• Regardant passer la manifestation rouennaise pour les retraites

    Pas envie de marcher avec les manifestant(e)s ce jeudi matin dans les rues de Rouen, j’ai un peu mal au pied gauche suite à mon escapade parisienne et puis je crains que les syndicats n’aient pas les moyens de faire reculer le Tout Puissant de la République, que cela soit inutile.

    Ils répètent à l’envie que pour le Cépéheu ils ont gagné, oubliant qu’ils ont sous-traité l’affaire aux étudiant(e)s qui à leur tour l’ont sous-traitée aux lycéen(ne)s indiscipliné(e)s ne respectant aucun parcours de manifestation, cassant un peu ici ou là et se frottant aux Céhéresses. C’est de cela que le gouvernement d’alors a eu peur et c’est pourquoi il a reculé.

    Cette fois, la jeunesse n’est pas là, qui n’a pas envie de se penser en vieillard(e)s.

    Donc, je décide de regarder passer le défilé et à cette fin me poste à l’extrémité du pont Boieldieu, côté rive gauche, là où sont massés les gros bataillons de la Cégété, notamment les ouvriers de Renault Cléon. L’un est au micro et donne les consignes :

    -Les petites sonos doivent être réparties dans le cortège, une devant et une derrière le camion bleu. Ça fait deux et y en a trois.

    J’entends que le cortège doit se diviser en deux vers la fin pour enserrer la Préfecture. Trois branlotins arrivent avec une banderole « Vive le printemps ». On se cherche avec les téléphones :

    -J’suis au bout du pont à côté de la poubelle.
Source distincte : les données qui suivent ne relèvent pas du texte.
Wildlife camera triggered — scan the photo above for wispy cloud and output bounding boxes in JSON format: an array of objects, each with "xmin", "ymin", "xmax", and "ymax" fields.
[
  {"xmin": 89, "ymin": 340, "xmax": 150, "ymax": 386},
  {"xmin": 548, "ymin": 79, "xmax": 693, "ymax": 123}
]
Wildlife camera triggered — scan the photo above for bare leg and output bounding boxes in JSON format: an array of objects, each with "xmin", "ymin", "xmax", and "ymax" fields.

    C’est là que je suis aussi et je ne cherche personne. La manifestation démarre. Un couple me salue de loin et je ne sais pas qui c’est.

    Au bout d’un moment, je longe le quai haut en contresens vers le pont Corneille, croisant l’Hôpital qui danse derrière un cercueil. Viennent ensuite quelques étudiant(e)s de l’Unef puis une petite bande de lycéen(ne)s excité(e)s de Marcel Sembat. La Céheffedété leur colle aux fesses et les tient à l’œil :

    -Les jeunes, on évite de faire des trous dans la manif pour la sécurité. Ça vous empêche pas de vous défouler.
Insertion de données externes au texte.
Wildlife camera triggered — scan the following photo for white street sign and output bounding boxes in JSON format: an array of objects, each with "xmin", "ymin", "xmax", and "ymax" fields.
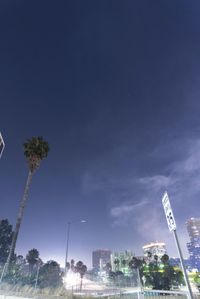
[
  {"xmin": 0, "ymin": 133, "xmax": 5, "ymax": 158},
  {"xmin": 162, "ymin": 192, "xmax": 176, "ymax": 232}
]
    Quelques cadres de la Cégécé sont là, puis en petit nombre également les membres de la Céheffetécé « le syndicat constructif », puis les choristes de la Haie Fessue et leur troupe d’enseignant(e)s.

    Sur le trottoir, se faisant voir et attendant la fin du cortège, les Ecolos et les Socialistes se tiennent à bonne distance les uns des autres. Il y a bisbille entre eux à la Mairie de Rouen (un Vert privé de délégation passe beaucoup de temps au Son du Cor à raconter ses malheurs par téléphone).

    Des policiers évacuent une partie du flot automobile en obligeant les voitures à prendre un sens interdit. Une conductrice ne peut s’y résoudre.

    Vers la fin passe avec des ballons multicolores l’Oeuvre Normande des Mères. Qu’est-ce c’est que ce truc là ? Le Parti Communiste marche derrière. Il s’est mis au rap : « Honneur à toi la jeunesse de France » (c’est consternant). Les Ecolos et les Socialistes entrent dans le cortège. Quatre Ford banalisées de couleur bleu marine suivent les manifestant(e)s, dans chacune deux fonctionnaires en civil. L’un est proche de la retraite si j’en juge à ses cheveux blancs.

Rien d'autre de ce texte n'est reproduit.